Time: 50 minutes | Level: Advanced | Docker Image: zchencow/innozverse-ai:latest


Background

Without MLflow:                    With MLflow:
  "Which params gave 0.97 AUC?"      mlflow.search_runs(filter="metrics.auc > 0.97")
  "What data was this trained on?"   mlflow.log_param("dataset_version", "v2.3")
  "Is prod model still v1.2?"        mlflow.MlflowClient().get_model_version(...)
  "Why did accuracy drop?"           Compare run 847 vs run 901 in UI

MLflow solves the reproducibility crisis: most ML teams can't reproduce their own best results 3 months later.

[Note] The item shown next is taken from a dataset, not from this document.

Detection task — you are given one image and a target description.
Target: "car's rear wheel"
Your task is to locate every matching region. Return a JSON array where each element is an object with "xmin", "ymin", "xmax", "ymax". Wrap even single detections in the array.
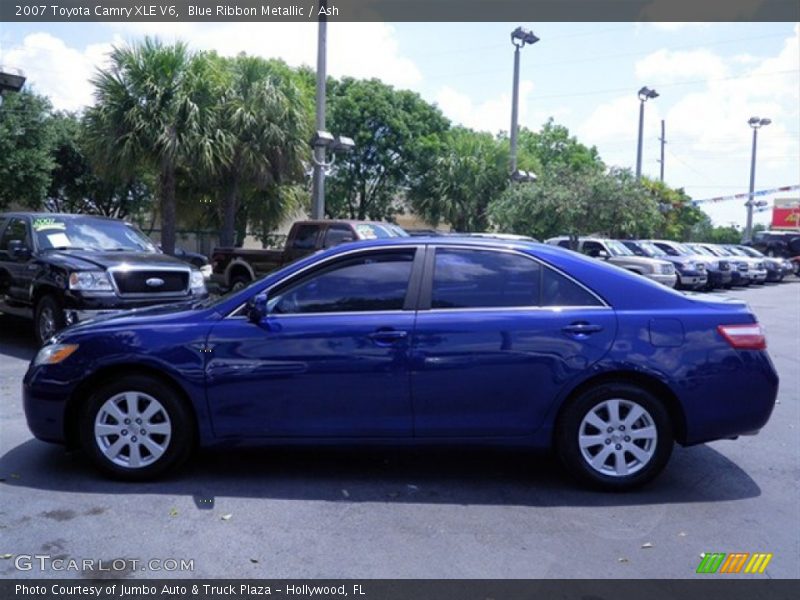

Step 1: MLflow Tracking — Log Experiments

docker run -it --rm zchencow/innozverse-ai:latest bash
import numpy as np, json, hashlib, time
from sklearn.ensemble import GradientBoostingClassifier, RandomForestClassifier
from sklearn.linear_model import LogisticRegression
from sklearn.model_selection import cross_val_score
from sklearn.metrics import roc_auc_score, f1_score, precision_score, recall_score
from sklearn.datasets import make_classification
from sklearn.preprocessing import StandardScaler
from sklearn.model_selection import train_test_split
import warnings; warnings.filterwarnings('ignore')

np.random.seed(42)

# Dataset
X, y = make_classification(n_samples=5000, n_features=20, n_informative=12,
                             weights=[0.94, 0.06], random_state=42)
X_tr, X_te, y_tr, y_te = train_test_split(X, y, test_size=0.2, stratify=y, random_state=42)
scaler = StandardScaler()
X_tr_s = scaler.fit_transform(X_tr); X_te_s = scaler.transform(X_te)

class MLflowTracker:
    """
    MLflow-compatible experiment tracker.
    Real MLflow: import mlflow; mlflow.start_run()
    """
    def __init__(self, experiment_name: str, tracking_uri: str = "sqlite:///mlruns.db"):
        self.experiment_name = experiment_name
        self.tracking_uri    = tracking_uri
        self.runs            = {}
        self.active_run      = None

    def start_run(self, run_name: str = None, tags: dict = None) -> str:
        run_id = hashlib.md5(f"{run_name}{time.time()}".encode()).hexdigest()[:8]
        self.active_run = {
            'run_id':    run_id,
            'run_name':  run_name or f"run_{run_id}",
            'experiment':self.experiment_name,
            'status':    'RUNNING',
            'start_time':time.time(),
            'params':    {},
            'metrics':   {},
            'artifacts': [],
            'tags':      tags or {},
        }
        self.runs[run_id] = self.active_run
        return run_id

    def log_param(self, key: str, value):
        self.active_run['params'][key] = value

    def log_params(self, params: dict):
        self.active_run['params'].update(params)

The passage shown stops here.